И Уваров рассказал Ромберу о причинах столкновений русского генерала Кутепова с комендантом французской администрации полуострова Галлиполи подполковником Томассеном. Французский подполковник потребовал разоружения русского армейского корпуса и перевода его в статус беженцев. Он же без всякого предупреждения уменьшил продуктовое довольствие, и солдаты и офицеры вынуждены ловить в проливе рыбу, чтобы несколько улучшить свое питание.
– Я, полковник Уваров, послан сюда Верховным главнокомандующим Российской армией генералом Врангелем для того, чтобы получить официальные ответы на несколько вопросов, – строго и официально отрекомендовался Михаил Уваров. – Генерал Врангель хотел бы знать, на каком основании все это происходит? В договоре, который заключен между Францией и Российской армией, такие санкции не прописаны и не могут выполняться в одностороннем порядке, по чьей-то прихоти.
– «Прихоти»? Означает «желанию»? – спросил Ромбер.
– Если хотите, можно и так. Но менее вежливо, – согласился Уваров и продолжил: – Если французским правительством весь этот шантаж не санкционирован соответствующими документами, подполковник Томассен должен быть наказан, вплоть до увольнения. Если же какое-то официальное решение по этому поводу уже возникло, российская сторона должна была бы заблаговременно поставлена о нем в известность. Не так ли, господин Ромбер?
Уваров умолк.
– И это все? – с некоторым удивлением спросил Ромбер.
– А разве этого мало? – в свою очередь, задал вопрос Уваров.
– Для решения таких вопросов достаточно телеграфа.
– Досадная ошибка. Но генерал Врангель не знал, что такие важные вопросы в вашем ведомстве так просто решаются, и поэтому снарядил меня сюда, будем считать, в качестве телеграфа, – с легкой иронией сказал Уваров. Он уже понял, что господин Ромбер – старый, испытанный во многих политических передрягах бюрократ и ждать от него откровенного разговора вряд ли стоит. И все же сказал: – Продиктуйте мне вразумительный ответ.
– Вра-зу-мительный?
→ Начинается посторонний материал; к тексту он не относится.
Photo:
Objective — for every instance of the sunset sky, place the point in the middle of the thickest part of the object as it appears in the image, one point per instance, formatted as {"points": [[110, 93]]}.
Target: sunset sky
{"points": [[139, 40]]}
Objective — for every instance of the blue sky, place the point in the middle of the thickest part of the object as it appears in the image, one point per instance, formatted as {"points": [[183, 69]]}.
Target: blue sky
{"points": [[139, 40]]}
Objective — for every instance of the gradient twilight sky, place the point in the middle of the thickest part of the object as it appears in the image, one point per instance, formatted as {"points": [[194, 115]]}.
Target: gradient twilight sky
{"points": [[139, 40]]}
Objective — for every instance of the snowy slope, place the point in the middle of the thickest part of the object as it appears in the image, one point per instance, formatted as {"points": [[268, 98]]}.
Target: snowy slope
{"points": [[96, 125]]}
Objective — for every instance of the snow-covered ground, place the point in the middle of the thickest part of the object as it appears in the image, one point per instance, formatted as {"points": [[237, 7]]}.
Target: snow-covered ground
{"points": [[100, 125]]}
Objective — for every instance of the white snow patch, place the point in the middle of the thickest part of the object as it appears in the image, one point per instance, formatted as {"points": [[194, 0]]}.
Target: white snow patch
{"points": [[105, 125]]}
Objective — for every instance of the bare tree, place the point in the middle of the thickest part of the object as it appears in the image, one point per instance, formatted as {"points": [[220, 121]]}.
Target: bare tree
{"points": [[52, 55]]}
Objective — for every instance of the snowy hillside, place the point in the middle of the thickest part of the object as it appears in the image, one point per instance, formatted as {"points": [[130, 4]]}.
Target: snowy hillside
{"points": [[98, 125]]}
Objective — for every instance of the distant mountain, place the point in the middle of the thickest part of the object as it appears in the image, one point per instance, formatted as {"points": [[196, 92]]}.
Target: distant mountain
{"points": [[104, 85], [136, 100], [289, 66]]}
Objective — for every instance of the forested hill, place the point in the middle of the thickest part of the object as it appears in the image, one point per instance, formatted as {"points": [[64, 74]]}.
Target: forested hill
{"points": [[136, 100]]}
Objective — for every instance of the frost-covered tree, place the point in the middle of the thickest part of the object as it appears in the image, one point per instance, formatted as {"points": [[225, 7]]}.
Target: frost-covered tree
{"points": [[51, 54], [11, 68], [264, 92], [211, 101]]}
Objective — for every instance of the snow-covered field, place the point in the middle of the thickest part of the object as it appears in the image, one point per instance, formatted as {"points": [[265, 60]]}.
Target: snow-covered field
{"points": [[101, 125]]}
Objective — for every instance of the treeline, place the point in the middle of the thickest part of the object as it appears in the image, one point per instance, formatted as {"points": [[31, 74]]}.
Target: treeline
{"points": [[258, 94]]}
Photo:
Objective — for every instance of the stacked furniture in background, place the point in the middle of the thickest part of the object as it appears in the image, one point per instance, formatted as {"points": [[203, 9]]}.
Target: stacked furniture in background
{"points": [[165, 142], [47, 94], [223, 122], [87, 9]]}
Это надо понимать: разумный? – спросил Ромбер.
– Нет, это означает: четкий, ясный, определенный. Ну, и желательно, чтобы он был разумный.
– Спасибо. Ваш язык богаче французского, у вас больше тонких нюансов, – похвалил русский язык Ромбер и затем с готовностью сказал: – Я готов дать вам вра-зу-мительный ответ.
– Заранее благодарю вас.
– Существует договор, он не денонсирован, – Ромбер тут же поправился: – Это не русское слово. По-русски оно будет означать «не отменен». Так вот в самом деле он не отменен. Это все, что я могу вам сказать.
– Ну, в таком случае, быть может, вы мне подскажете, почему подполковник Томассен и другие официальные лица французской администрации в Турции позволяют себе так грубо шантажировать командование Русской армии?
– Вероятно, подполковник Томассен так неудачно пошутил, – объяснил Ромбер.
– Остальные тоже шутили?
– А почему нет? Мы, французы, очень любим юмор. Мы очень много шутим, случается, неудачно, но никто ни на кого не обижается. Знаете, мы очень веселая нация. Не в пример нам, вы всегда мрачные, суровые.
– Война сделала нас такими, – сказал Уваров. – Быть может, вы дадите мне документ? Ну, что все, что произошло, было шуткой. На тот случай, если господин Томассен или кто-либо еще снова вздумает так пошутить.
– А вы, я смотрю, тоже веселый человек, – похвалил Ромбер Уварова. – Как, к примеру, должен выглядеть такой документ? «Считать шутку подполковника Томассена действительно шуткой?»
– Ну, и должность, подпись, – подсказал Уваров.
– Такие глупости я не имею права подписывать. Даже в шутку, – перешел на сухой деловой тон Ромбер.